“The Day of the Imprisoned Writer” (November 15th) was established by PEN International to recognize and provide support for writers who use their skills to fight political repression. Today’s Jewish Treat honors a different sort of writer in a different sort of imprisonment, the Jewish prisoners of the Nazis whose artistic lives were shaped, and most often, ended by the Holocaust.

In November 1941, the Nazis began operation at Theresienstadt (also called Terezin), a former fortress that was transformed into a “model” concentration camp.* Theresienstadt was the “show” camp to which the Nazis brought the Red Cross and foreign diplomats to demonstrate how well Jews and other prisoners were being treated. As “prettified” as the camp could be, it was still a concentration camp with torture and murder at its core.

Theresienstadt was marked as the destination to which many notable personalities were sent.
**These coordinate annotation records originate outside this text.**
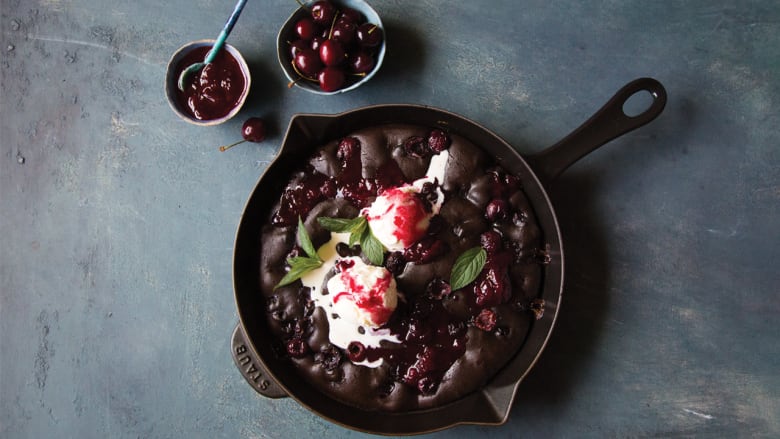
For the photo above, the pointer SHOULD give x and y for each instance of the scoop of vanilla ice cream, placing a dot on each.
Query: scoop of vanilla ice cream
(397, 217)
(363, 294)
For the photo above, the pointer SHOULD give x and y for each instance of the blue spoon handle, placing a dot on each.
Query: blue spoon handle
(225, 32)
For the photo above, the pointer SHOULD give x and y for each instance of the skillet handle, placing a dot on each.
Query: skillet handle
(253, 371)
(606, 124)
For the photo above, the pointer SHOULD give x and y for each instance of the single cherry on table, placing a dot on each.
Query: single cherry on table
(253, 130)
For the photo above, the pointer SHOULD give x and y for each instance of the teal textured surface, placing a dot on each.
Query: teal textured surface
(117, 219)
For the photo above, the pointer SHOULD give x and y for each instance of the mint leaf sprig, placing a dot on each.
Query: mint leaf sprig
(360, 233)
(300, 265)
(467, 267)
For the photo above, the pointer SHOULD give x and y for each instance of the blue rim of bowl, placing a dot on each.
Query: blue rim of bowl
(287, 29)
(171, 82)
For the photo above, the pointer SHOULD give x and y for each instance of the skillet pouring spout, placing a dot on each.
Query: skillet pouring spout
(609, 122)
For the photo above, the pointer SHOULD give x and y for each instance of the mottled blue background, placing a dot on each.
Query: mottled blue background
(117, 218)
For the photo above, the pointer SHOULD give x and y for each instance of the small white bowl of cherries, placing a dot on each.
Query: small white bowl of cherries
(331, 46)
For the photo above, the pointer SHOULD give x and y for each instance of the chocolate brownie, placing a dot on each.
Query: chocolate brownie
(432, 344)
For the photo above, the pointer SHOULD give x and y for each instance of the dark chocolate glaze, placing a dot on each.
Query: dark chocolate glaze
(468, 189)
(213, 91)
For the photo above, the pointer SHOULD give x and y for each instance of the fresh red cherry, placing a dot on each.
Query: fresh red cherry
(369, 35)
(308, 62)
(352, 15)
(361, 62)
(322, 12)
(253, 130)
(297, 45)
(332, 53)
(305, 28)
(344, 31)
(331, 78)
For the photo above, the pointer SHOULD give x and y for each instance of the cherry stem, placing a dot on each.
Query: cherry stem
(225, 148)
(332, 25)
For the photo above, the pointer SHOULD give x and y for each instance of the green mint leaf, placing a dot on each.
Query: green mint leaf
(305, 241)
(341, 225)
(372, 248)
(467, 267)
(299, 266)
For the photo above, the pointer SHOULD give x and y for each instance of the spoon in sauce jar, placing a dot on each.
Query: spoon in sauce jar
(193, 68)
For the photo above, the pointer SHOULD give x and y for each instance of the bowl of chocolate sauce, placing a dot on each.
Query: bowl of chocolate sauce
(213, 95)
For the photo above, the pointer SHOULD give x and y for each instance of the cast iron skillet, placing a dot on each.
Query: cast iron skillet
(251, 343)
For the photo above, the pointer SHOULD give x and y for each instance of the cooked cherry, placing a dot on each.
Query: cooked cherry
(428, 384)
(356, 351)
(323, 12)
(297, 348)
(438, 140)
(485, 320)
(425, 250)
(395, 263)
(490, 241)
(329, 358)
(417, 146)
(438, 288)
(497, 210)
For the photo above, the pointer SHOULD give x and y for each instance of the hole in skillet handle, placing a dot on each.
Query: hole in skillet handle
(609, 122)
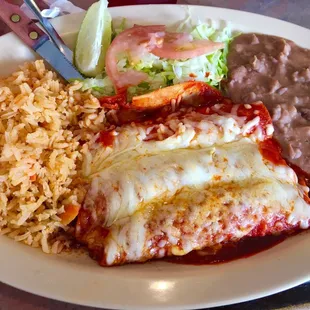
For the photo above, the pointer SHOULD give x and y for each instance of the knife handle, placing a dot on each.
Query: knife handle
(21, 24)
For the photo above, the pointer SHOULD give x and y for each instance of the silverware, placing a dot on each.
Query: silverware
(49, 29)
(39, 41)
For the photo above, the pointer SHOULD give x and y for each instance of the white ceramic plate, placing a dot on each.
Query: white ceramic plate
(76, 278)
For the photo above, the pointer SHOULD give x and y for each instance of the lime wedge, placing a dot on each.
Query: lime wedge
(93, 39)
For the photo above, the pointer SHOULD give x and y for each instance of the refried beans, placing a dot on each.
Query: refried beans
(277, 72)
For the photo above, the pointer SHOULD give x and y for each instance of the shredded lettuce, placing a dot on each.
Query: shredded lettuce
(161, 72)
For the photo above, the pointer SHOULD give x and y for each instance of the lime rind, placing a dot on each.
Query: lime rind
(93, 39)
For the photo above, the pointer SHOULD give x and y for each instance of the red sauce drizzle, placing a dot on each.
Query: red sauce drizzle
(106, 138)
(271, 150)
(230, 251)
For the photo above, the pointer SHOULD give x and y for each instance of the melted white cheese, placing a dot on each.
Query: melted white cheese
(203, 173)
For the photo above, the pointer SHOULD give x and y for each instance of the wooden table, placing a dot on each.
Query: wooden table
(295, 11)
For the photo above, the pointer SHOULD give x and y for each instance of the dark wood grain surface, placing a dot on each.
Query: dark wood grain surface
(295, 11)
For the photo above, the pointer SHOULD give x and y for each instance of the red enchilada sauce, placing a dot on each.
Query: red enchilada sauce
(229, 252)
(269, 149)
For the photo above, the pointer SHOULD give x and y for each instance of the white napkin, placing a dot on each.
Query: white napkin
(57, 8)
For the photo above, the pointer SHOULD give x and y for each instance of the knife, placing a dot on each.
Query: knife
(37, 40)
(49, 29)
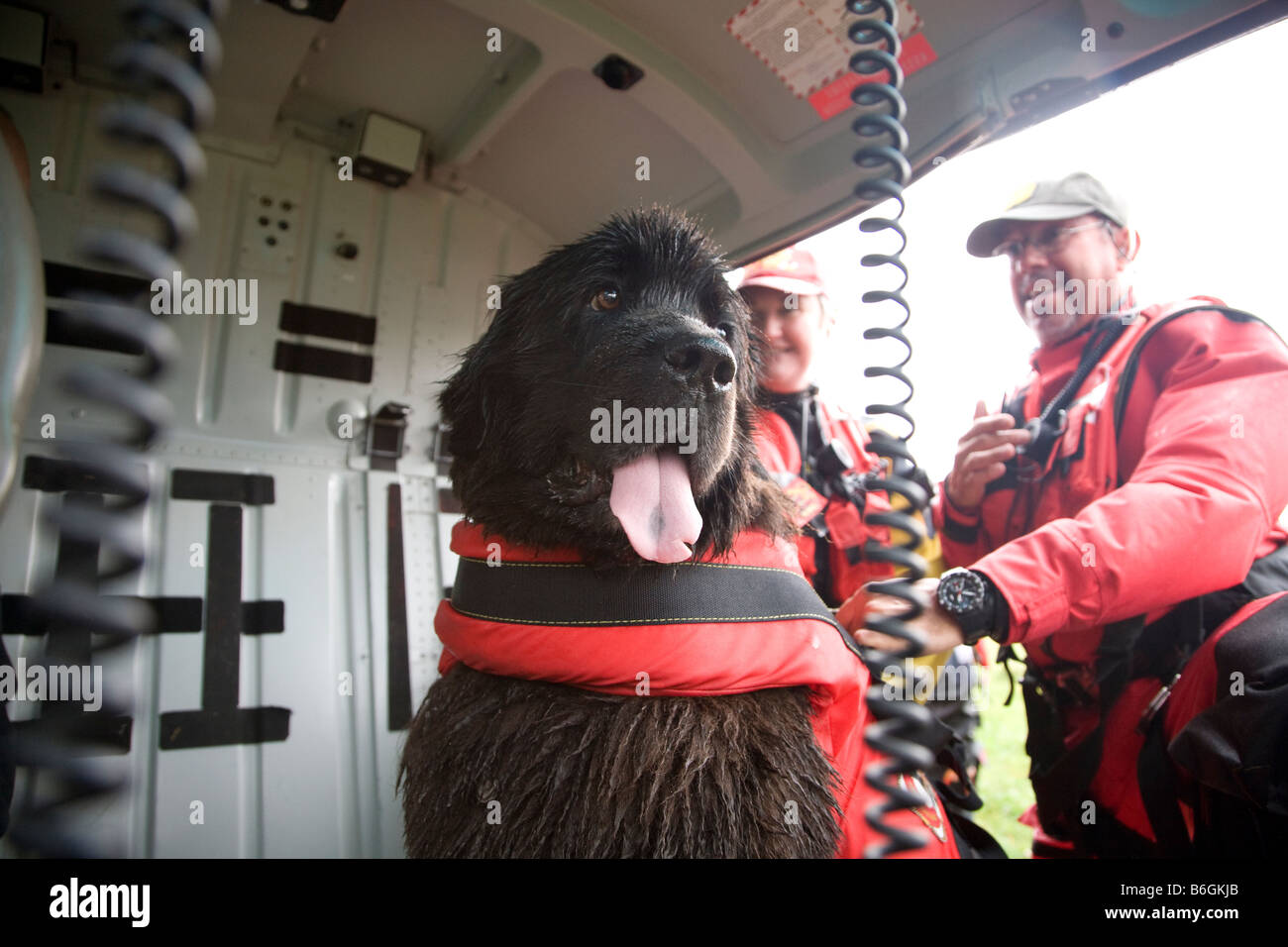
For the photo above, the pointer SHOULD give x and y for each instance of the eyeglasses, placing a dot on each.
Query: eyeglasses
(1047, 244)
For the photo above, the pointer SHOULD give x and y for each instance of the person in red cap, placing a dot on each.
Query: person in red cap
(820, 457)
(1117, 518)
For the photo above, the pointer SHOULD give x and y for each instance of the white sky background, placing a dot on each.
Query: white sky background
(1197, 150)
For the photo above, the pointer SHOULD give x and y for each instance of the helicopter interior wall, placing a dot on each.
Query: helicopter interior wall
(312, 560)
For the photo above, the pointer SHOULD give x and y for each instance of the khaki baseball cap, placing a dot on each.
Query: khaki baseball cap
(1048, 200)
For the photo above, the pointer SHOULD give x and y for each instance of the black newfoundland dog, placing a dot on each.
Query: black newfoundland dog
(636, 312)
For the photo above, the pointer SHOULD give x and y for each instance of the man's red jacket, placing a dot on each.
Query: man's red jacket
(1202, 466)
(698, 660)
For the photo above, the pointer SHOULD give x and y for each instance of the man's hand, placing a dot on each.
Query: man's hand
(982, 457)
(936, 628)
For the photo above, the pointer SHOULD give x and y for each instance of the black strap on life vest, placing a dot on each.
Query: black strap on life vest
(574, 594)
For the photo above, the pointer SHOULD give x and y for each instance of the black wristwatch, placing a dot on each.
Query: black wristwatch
(973, 600)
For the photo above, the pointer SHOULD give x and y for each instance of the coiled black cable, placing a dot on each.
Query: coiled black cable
(902, 727)
(59, 749)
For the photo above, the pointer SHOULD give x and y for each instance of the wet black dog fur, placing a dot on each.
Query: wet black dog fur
(579, 774)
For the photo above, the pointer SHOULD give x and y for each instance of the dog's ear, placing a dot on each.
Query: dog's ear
(469, 405)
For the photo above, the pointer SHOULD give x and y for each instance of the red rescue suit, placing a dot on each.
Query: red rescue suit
(1164, 486)
(699, 660)
(846, 532)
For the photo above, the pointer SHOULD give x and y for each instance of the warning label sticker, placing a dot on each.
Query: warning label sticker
(806, 47)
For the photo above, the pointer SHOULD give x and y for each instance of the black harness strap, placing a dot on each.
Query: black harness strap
(572, 594)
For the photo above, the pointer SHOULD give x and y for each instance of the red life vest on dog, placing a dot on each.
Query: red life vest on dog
(698, 660)
(846, 532)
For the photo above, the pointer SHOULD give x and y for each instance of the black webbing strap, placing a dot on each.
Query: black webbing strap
(1157, 780)
(572, 594)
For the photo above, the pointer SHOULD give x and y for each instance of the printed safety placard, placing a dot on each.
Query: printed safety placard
(815, 63)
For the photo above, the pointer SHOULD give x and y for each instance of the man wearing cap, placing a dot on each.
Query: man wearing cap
(1109, 518)
(819, 455)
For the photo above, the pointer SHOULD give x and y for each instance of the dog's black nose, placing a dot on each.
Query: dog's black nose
(698, 360)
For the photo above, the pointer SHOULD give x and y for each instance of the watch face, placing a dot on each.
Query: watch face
(961, 592)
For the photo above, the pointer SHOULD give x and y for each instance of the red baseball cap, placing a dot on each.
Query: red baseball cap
(787, 270)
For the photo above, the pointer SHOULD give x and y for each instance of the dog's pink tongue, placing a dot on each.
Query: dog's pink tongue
(653, 501)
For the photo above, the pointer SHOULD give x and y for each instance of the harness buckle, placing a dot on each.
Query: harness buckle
(1151, 709)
Among these were a host of Jewish writers who continued to write even in their dire circumstances, such as: Norbert Frýd (1913-1976), who wrote a collection of nursery rhymes that were then set to music and performed in the camp ghetto and Peter Kien (1919-1944), who perished in Auschwitz, and wrote numerous plays as well as the libretto to a one-act opera, The Emperor of Atlantis, created in the camp.

Because of the combination of talented prisoners and Theresienstadt’s alternative purpose, there were times of actual artistic creativity at the camp. Musical and theatrical performances were arranged, and children were schooled in numerous artistic pursuits. In 1994, a collection of the poems and pictures created by the children of Theresienstadt was published under the title I Never Saw Another Butterfly, which is also the name of a haunting poem composed by 21-year-old Pavel Friedmann (who perished in Auschwitz in September 1944).

*Theresienstadt is referred to as both a camp and a ghetto.